Associates of Prince Ahmed in Saudi Arabia and London mourned him as a popular figure and an unpretentious prince.
"On a personal level he was the kindest person I've ever seen - he was a prince without the airs," said Khalid Al-Maeena, editor in chief of the Jiddah-based Arab News, one of nearly 20 publications owned by the late prince's Riyadh-based Saudi Research and Marketing Group.
In addition to War Emblem, the prince owned 2001 Preakness and Belmont Stakes winner Point Given, as well as Spain, horse racing's all-time female money-winner.
"I'm in shock," Bob Baffert, who trained War Emblem and Point Given for Salman, told the industry publication The Blood Horse. "When you go through a Triple Crown together you get really close. He was like family. His passion for horses was incredible--he lived and breathed them."
The U.S.-educated Ahmed long has had a passion for horses, and spent $900,000 to buy War Emblem just three weeks before the Kentucky Derby, after the horse won the Illinois Derby.
Prince Ahmed - the son of Riyadh governor Prince Salman, who is the younger brother of King Fahd - also was known as a determined and hardworking businessman. He joined the publishing company as chairman in 1989 and under him the company grew tremendously.
Today the company boasts a capital of $160 million and total assets in excess of $533 million.
He also was publisher of the equestrian magazine Fursiah.

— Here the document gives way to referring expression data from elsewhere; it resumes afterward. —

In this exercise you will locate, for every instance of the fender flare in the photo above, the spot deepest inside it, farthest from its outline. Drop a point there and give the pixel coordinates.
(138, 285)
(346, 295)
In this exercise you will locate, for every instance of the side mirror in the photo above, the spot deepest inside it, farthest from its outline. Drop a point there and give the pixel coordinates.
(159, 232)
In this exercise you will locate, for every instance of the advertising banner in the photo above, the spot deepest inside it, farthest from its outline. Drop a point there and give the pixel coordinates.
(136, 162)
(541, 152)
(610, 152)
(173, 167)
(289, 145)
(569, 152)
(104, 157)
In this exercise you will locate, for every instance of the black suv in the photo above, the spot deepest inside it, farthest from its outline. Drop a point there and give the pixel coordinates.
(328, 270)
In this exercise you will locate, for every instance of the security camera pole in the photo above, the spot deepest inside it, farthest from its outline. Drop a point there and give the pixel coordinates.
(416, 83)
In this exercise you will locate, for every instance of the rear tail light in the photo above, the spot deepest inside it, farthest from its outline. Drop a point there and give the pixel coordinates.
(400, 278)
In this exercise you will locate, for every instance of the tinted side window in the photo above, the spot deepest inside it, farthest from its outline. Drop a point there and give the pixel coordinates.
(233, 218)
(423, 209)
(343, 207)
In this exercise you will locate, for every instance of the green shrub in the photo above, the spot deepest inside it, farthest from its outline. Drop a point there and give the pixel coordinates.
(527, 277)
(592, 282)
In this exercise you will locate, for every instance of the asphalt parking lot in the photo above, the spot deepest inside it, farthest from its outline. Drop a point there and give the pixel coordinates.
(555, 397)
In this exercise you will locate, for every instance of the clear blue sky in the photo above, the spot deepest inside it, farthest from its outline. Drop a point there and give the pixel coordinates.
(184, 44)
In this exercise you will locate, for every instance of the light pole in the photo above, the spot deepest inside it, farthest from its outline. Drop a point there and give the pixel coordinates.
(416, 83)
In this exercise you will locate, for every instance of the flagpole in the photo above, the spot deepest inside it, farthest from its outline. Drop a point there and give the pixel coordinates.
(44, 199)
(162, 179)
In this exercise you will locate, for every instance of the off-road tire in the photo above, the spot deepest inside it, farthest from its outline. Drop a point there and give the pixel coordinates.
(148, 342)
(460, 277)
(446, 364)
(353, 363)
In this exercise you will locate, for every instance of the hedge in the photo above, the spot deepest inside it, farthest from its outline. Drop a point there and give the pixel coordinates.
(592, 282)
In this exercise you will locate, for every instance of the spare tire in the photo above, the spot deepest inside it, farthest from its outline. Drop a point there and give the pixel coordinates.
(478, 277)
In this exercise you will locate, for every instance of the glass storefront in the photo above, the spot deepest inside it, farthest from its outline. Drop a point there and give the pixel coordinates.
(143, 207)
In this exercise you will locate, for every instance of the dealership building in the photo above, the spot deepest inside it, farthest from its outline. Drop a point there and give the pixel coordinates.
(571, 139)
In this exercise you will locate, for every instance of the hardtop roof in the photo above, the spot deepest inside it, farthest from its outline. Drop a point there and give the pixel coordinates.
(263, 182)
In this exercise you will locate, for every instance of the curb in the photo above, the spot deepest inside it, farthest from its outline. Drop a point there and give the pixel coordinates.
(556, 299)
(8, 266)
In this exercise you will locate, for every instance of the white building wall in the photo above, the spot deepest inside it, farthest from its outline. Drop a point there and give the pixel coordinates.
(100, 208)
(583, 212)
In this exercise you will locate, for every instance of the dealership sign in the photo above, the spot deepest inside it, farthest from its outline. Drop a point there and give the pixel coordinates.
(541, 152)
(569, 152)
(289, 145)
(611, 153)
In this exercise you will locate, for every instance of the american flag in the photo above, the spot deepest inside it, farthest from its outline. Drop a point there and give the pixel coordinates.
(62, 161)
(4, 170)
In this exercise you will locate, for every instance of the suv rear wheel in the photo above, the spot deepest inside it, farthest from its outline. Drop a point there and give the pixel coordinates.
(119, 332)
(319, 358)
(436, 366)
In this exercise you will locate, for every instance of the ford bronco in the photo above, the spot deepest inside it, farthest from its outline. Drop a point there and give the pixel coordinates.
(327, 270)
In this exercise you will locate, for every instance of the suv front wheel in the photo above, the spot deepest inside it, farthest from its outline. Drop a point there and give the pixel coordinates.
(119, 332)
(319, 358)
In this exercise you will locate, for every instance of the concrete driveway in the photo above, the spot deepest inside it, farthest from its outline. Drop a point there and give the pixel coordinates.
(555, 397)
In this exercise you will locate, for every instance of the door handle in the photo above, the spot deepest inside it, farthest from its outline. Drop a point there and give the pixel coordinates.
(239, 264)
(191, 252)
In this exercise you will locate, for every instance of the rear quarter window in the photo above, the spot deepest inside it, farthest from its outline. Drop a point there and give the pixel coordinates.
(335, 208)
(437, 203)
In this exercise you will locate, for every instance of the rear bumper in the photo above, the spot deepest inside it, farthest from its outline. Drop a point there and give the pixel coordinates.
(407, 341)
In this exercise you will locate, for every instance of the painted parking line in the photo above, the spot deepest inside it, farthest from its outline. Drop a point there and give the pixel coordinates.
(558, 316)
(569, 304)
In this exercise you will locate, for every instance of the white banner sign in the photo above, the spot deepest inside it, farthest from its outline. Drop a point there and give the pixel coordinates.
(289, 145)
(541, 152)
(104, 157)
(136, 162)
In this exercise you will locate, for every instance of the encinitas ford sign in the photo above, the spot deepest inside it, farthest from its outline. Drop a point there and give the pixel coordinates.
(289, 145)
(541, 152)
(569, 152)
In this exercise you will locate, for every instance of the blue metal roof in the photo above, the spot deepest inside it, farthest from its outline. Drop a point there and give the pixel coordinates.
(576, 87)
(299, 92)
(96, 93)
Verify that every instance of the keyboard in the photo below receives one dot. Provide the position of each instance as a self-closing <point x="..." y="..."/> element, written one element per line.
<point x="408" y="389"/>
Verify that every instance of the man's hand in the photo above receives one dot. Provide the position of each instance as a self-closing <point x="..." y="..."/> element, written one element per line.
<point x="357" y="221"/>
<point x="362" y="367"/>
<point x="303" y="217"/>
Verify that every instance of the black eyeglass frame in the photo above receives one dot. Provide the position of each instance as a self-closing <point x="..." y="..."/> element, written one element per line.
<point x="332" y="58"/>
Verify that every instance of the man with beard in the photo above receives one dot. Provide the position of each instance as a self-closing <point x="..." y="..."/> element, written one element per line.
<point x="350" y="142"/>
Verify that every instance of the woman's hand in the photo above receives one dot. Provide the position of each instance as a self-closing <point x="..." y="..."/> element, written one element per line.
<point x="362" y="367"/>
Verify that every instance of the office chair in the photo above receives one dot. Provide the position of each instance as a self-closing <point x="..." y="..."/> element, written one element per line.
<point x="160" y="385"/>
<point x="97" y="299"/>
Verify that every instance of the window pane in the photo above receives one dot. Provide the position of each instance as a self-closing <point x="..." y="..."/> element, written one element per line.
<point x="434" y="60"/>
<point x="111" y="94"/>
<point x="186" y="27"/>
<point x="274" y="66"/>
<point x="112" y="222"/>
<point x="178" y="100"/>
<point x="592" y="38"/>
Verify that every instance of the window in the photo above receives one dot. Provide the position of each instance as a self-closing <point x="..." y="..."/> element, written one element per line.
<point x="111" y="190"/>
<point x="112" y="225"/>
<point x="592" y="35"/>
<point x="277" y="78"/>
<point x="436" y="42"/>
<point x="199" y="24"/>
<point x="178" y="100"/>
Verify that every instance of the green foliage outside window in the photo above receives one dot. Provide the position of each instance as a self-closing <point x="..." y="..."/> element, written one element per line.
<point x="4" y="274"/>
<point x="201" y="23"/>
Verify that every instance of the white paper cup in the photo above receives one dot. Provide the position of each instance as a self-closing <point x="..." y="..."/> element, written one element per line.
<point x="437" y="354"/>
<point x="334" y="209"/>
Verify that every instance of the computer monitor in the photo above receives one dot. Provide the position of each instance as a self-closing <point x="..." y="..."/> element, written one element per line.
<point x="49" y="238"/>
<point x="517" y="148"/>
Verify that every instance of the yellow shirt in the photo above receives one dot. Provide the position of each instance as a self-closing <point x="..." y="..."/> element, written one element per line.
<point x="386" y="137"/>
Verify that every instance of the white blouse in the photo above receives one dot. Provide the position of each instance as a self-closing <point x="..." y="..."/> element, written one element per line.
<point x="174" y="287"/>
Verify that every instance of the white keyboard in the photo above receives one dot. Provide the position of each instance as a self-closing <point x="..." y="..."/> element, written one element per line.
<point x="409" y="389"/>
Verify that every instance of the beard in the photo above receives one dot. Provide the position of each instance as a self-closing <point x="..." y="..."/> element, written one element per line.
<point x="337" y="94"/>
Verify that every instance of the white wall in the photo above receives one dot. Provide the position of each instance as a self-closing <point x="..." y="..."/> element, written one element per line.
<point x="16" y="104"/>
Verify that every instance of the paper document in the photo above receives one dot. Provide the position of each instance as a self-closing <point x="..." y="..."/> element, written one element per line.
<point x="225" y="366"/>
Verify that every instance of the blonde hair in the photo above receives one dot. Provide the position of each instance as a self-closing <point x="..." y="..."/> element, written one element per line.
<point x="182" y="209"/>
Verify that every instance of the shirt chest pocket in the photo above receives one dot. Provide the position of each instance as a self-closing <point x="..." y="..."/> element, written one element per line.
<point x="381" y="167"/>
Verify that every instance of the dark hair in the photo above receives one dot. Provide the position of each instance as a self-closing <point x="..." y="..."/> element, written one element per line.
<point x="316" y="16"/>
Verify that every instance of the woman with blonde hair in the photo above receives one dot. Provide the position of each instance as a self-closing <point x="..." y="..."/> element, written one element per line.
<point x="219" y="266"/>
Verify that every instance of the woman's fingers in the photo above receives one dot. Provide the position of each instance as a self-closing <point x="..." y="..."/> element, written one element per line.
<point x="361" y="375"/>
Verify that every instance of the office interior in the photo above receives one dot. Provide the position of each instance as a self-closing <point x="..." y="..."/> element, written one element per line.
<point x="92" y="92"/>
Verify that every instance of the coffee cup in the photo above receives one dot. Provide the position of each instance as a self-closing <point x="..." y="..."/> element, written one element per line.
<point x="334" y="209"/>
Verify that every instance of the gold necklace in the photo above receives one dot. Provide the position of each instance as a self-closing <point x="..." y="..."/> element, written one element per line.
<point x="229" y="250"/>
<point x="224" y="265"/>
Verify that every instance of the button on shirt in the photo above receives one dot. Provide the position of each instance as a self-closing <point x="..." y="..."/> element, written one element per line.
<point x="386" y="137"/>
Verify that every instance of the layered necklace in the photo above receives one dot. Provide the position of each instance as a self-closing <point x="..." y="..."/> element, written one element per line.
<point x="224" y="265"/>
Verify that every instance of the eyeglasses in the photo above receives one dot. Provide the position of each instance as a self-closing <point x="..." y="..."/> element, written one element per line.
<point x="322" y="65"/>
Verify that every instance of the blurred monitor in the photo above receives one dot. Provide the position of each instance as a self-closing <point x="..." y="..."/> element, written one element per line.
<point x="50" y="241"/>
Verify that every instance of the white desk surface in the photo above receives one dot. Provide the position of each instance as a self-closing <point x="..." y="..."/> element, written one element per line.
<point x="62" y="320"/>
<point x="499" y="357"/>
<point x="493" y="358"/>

Copyright 2002 Associated Press, All rights reserved
I was thinking more like Arkancide. (Just kidding, of course. Just trying to be funny.)
I was thinking of some kind of conspiracy theory, but more of an in-house Saudi kind.

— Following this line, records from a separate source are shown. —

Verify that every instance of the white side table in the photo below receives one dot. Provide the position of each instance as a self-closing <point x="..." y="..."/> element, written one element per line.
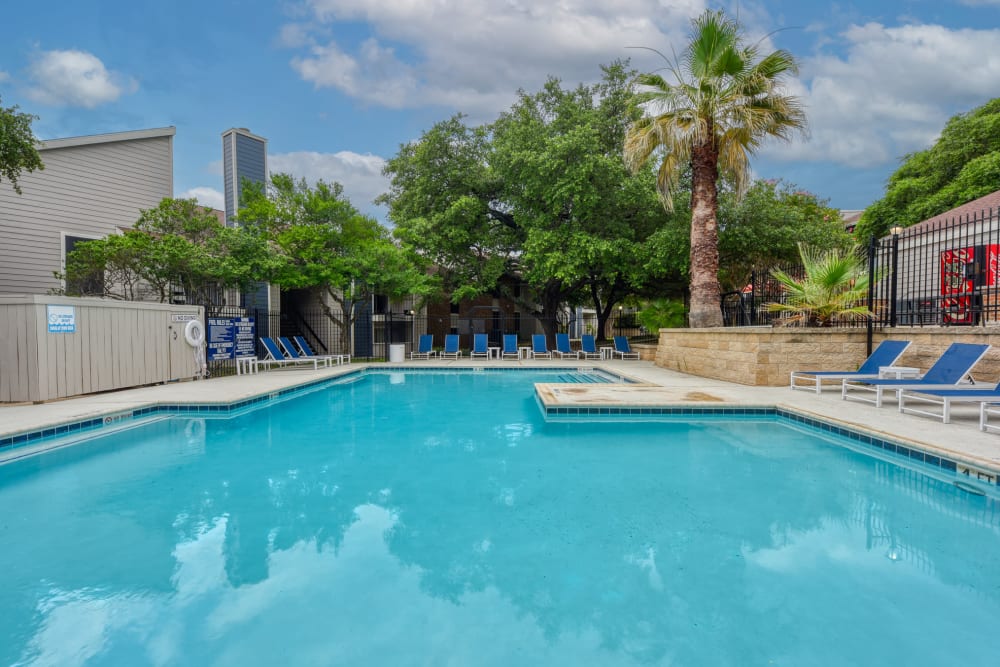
<point x="898" y="372"/>
<point x="246" y="365"/>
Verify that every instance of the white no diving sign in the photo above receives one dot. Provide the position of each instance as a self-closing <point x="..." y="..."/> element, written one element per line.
<point x="62" y="319"/>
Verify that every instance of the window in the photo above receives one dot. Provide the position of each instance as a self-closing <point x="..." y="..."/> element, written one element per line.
<point x="81" y="282"/>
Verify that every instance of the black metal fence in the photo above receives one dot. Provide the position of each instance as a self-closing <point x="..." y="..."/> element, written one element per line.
<point x="939" y="273"/>
<point x="943" y="272"/>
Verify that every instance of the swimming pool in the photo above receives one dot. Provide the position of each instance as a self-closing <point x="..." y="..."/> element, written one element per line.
<point x="437" y="518"/>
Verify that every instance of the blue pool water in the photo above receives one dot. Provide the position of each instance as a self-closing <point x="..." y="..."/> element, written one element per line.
<point x="437" y="519"/>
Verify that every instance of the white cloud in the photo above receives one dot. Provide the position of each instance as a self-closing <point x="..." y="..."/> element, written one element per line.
<point x="361" y="175"/>
<point x="208" y="197"/>
<point x="75" y="78"/>
<point x="892" y="91"/>
<point x="473" y="55"/>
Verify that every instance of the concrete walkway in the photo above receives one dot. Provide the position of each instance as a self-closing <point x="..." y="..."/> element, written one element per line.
<point x="961" y="440"/>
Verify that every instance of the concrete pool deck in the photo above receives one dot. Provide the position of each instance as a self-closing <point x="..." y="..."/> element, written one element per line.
<point x="960" y="440"/>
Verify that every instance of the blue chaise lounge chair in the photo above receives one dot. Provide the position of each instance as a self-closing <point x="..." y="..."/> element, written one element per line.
<point x="480" y="346"/>
<point x="275" y="357"/>
<point x="562" y="346"/>
<point x="451" y="350"/>
<point x="292" y="352"/>
<point x="588" y="347"/>
<point x="886" y="354"/>
<point x="950" y="369"/>
<point x="425" y="347"/>
<point x="510" y="347"/>
<point x="979" y="394"/>
<point x="539" y="348"/>
<point x="623" y="350"/>
<point x="307" y="351"/>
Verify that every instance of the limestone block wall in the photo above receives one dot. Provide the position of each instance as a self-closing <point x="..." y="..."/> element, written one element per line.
<point x="764" y="356"/>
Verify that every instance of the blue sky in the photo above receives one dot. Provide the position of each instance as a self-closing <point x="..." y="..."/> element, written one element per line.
<point x="337" y="85"/>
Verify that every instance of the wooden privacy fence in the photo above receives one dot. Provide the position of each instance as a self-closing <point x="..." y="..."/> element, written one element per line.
<point x="53" y="347"/>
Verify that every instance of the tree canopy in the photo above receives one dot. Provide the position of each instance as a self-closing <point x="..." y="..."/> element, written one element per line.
<point x="725" y="99"/>
<point x="318" y="241"/>
<point x="540" y="196"/>
<point x="178" y="245"/>
<point x="18" y="152"/>
<point x="764" y="228"/>
<point x="962" y="165"/>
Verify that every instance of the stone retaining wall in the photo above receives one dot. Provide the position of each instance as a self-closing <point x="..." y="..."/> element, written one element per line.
<point x="764" y="356"/>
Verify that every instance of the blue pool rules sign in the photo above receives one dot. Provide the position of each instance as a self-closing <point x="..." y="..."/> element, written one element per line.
<point x="61" y="319"/>
<point x="230" y="337"/>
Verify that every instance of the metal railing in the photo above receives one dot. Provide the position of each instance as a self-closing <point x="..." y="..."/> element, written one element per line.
<point x="944" y="272"/>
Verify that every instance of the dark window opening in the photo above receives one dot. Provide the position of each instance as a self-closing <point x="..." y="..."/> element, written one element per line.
<point x="82" y="280"/>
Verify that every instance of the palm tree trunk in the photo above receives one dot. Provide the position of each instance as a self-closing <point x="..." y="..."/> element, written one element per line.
<point x="705" y="310"/>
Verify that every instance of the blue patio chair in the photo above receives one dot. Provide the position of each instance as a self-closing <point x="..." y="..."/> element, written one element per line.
<point x="981" y="395"/>
<point x="307" y="351"/>
<point x="451" y="350"/>
<point x="425" y="347"/>
<point x="510" y="347"/>
<point x="886" y="354"/>
<point x="293" y="353"/>
<point x="539" y="348"/>
<point x="588" y="347"/>
<point x="562" y="346"/>
<point x="950" y="369"/>
<point x="480" y="346"/>
<point x="622" y="349"/>
<point x="275" y="357"/>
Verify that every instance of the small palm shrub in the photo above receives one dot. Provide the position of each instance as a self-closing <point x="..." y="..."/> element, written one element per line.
<point x="834" y="289"/>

Oh really? Why, please tell.
Oh really? Why, please tell.
Only because political tensions are running high, he has a lot of connections with the U.S., and he died at age 44 of a heart attack (which a lethal injection could easily induce). But it could be that he ate to many American cheeseburgers, his arteries clogged and blammo...he wakes up dead.
Who knew how right I could be? Three dead Saudi princes, how many more to go? Hatred toward Americans runs much, much deeper than the Saudi's are letting on. I wonder what they are plotting to have to get rid of so many princes? Does anyone know if all the dead princes were active in American activities?